A decrepit, condemned building in Wellington that was in line to be demolished has been saved after an appeal in the Environment Court was upheld.
Last year, the city council voted to re-zone the 57-year-old flats as part of Victoria University while also taking it off heritage lists, paving the way for demolition.
The Architectural Centre opposed the council's decision in the Environment Court, arguing the flats could be repaired and reinstated as accommodation which could ease the lack of housing in the city.
"While acknowledging the present condition of the building to be poor, there is nothing that cannot be repaired and reinstated, leaving a building that would be fit for purpose as housing for students, or staff, or even convertible to academic purposes."

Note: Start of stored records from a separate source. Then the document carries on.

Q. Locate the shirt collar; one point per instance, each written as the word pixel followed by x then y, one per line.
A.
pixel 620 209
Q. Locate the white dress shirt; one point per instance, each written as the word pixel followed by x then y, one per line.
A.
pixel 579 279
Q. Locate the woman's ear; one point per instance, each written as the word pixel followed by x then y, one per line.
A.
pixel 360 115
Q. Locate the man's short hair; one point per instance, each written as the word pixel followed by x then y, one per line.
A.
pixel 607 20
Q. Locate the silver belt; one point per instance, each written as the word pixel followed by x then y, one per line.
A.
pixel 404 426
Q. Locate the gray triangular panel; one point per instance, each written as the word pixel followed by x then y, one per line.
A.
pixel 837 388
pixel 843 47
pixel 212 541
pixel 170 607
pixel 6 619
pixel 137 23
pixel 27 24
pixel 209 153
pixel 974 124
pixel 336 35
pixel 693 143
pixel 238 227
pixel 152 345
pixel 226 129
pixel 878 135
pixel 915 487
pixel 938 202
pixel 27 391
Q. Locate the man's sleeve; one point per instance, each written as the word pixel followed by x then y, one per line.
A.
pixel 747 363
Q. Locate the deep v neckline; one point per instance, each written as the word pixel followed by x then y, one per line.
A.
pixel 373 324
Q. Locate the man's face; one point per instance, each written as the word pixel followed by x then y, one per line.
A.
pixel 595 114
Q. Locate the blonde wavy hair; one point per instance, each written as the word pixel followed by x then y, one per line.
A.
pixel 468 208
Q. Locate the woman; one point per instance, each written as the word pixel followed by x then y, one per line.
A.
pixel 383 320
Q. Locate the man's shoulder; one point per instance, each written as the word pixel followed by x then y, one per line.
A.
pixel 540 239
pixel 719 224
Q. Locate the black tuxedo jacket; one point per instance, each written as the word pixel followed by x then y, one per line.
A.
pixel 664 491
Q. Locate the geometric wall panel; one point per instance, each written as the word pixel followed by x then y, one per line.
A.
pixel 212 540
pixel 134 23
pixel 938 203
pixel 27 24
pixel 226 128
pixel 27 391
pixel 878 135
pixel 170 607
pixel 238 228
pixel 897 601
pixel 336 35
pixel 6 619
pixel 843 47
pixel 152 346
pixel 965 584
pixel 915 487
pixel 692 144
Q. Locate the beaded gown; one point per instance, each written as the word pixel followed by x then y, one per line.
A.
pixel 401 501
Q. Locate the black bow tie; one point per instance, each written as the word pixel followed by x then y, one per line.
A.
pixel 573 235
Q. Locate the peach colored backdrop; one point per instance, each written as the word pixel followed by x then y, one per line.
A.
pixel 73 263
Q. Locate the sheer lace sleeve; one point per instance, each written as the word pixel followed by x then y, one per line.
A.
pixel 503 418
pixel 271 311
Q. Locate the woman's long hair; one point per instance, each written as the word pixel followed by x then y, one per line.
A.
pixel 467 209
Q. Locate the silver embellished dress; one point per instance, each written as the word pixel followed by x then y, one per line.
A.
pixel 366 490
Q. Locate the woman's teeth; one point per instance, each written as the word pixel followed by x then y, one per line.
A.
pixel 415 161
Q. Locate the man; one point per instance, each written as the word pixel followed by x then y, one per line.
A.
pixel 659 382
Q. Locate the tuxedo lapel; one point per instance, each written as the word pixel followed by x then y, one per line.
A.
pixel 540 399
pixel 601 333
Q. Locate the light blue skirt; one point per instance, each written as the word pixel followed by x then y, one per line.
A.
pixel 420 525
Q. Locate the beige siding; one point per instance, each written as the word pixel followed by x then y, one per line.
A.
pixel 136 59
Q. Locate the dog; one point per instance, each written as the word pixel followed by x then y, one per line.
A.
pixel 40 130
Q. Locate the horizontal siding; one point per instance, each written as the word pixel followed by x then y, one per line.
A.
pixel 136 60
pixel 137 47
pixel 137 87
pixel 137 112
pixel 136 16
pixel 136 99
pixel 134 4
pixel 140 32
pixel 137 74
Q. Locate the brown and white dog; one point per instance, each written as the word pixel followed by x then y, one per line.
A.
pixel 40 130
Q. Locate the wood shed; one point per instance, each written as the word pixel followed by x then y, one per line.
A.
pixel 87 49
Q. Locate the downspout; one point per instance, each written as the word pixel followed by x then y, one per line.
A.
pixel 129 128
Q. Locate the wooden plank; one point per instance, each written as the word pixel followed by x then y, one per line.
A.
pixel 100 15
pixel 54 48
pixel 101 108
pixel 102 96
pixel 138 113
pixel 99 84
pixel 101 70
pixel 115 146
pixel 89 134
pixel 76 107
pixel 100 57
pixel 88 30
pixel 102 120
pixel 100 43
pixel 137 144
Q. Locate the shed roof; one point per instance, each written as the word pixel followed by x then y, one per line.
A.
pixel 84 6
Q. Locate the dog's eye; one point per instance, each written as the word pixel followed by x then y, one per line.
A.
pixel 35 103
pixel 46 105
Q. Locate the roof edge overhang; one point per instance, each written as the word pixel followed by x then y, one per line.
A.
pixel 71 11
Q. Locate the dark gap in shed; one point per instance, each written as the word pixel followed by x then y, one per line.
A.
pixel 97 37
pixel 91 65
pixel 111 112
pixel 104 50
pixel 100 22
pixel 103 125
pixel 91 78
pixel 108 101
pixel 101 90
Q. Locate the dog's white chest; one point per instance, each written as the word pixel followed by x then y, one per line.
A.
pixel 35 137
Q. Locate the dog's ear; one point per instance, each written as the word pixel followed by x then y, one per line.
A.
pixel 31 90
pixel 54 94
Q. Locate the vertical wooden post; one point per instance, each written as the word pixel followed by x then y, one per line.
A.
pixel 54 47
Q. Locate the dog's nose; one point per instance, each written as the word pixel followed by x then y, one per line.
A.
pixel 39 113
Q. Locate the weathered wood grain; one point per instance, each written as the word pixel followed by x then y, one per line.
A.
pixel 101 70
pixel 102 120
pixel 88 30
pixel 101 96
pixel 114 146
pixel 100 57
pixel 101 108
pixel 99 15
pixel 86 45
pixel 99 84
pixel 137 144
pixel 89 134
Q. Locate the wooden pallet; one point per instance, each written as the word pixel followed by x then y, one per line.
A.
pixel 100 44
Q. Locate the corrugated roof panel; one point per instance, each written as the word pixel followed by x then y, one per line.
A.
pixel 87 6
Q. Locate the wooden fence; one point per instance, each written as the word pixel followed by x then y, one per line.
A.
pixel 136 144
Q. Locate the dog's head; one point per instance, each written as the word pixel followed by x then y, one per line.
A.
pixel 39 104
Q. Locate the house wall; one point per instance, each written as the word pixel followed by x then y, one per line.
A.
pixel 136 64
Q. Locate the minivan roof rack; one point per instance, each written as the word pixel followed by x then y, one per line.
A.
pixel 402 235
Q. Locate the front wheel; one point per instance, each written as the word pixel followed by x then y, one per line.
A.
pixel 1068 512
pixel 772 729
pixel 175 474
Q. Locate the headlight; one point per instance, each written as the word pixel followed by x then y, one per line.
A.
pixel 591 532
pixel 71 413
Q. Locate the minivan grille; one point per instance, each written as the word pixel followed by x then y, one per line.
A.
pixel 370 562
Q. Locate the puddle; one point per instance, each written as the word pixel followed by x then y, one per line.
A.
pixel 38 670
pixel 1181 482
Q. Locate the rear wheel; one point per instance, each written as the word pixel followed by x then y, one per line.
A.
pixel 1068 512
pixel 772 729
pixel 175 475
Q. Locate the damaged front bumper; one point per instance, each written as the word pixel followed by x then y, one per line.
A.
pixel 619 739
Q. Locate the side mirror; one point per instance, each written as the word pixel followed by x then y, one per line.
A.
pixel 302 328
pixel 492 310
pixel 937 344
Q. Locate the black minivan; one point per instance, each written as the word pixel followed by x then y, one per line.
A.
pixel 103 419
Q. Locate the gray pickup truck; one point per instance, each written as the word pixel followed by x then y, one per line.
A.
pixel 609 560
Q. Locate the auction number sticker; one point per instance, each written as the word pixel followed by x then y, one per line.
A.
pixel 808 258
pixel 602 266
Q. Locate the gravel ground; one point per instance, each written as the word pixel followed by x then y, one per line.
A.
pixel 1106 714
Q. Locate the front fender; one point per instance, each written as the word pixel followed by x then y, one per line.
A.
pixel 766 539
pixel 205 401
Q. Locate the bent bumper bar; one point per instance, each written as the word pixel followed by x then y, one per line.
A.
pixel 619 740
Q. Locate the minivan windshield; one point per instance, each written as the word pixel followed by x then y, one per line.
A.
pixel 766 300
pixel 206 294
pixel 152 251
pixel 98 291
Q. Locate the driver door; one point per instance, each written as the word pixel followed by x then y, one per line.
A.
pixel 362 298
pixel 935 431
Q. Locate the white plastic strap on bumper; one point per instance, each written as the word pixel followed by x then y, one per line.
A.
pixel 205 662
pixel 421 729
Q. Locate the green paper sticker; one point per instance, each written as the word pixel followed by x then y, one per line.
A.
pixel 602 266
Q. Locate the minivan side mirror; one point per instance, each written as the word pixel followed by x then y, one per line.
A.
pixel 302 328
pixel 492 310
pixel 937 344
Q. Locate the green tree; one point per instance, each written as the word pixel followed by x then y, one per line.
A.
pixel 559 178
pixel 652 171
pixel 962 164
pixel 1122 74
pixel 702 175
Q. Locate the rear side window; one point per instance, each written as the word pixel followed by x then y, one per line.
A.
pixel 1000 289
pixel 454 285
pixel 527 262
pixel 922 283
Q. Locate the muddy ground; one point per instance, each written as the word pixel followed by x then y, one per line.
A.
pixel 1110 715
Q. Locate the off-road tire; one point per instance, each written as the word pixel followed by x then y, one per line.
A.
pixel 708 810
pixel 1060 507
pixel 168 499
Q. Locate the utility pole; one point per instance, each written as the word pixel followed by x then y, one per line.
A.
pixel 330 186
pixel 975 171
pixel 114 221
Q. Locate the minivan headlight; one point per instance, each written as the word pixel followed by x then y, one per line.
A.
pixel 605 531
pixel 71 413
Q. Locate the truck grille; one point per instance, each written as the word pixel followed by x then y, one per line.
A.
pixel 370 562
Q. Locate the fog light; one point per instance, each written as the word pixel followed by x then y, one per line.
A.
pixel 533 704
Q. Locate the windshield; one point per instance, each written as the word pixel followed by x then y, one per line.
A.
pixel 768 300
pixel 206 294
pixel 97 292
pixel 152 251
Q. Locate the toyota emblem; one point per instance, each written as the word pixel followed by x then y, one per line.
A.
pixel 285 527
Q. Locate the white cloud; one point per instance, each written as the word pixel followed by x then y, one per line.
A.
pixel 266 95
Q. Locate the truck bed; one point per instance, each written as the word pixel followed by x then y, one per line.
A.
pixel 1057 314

The centre also said it was one of only two large maisonette style public housing examples in the country and a strong example of 'Modernist' or 'Brutalist' style of building taken from Europe.
Victoria University wanted to demolish the flats because they were unsuitable for student or staff accommodation.
"The building does not provide, and cannot be adapted to provide, the type of student accommodation in demand, which is fully-catered, dormitory style accommodation for first-year students," it said in the court documents.
The university also said the land was purchased in 2014 as a strategic asset with an eye on using it as the organisation grew in the future.
Two of the three commissioners decided the Gordon Wilson flats had significant heritage value and that they should not be delisted from the local heritage list.
The building has been empty since 2012 due to earthquake risk.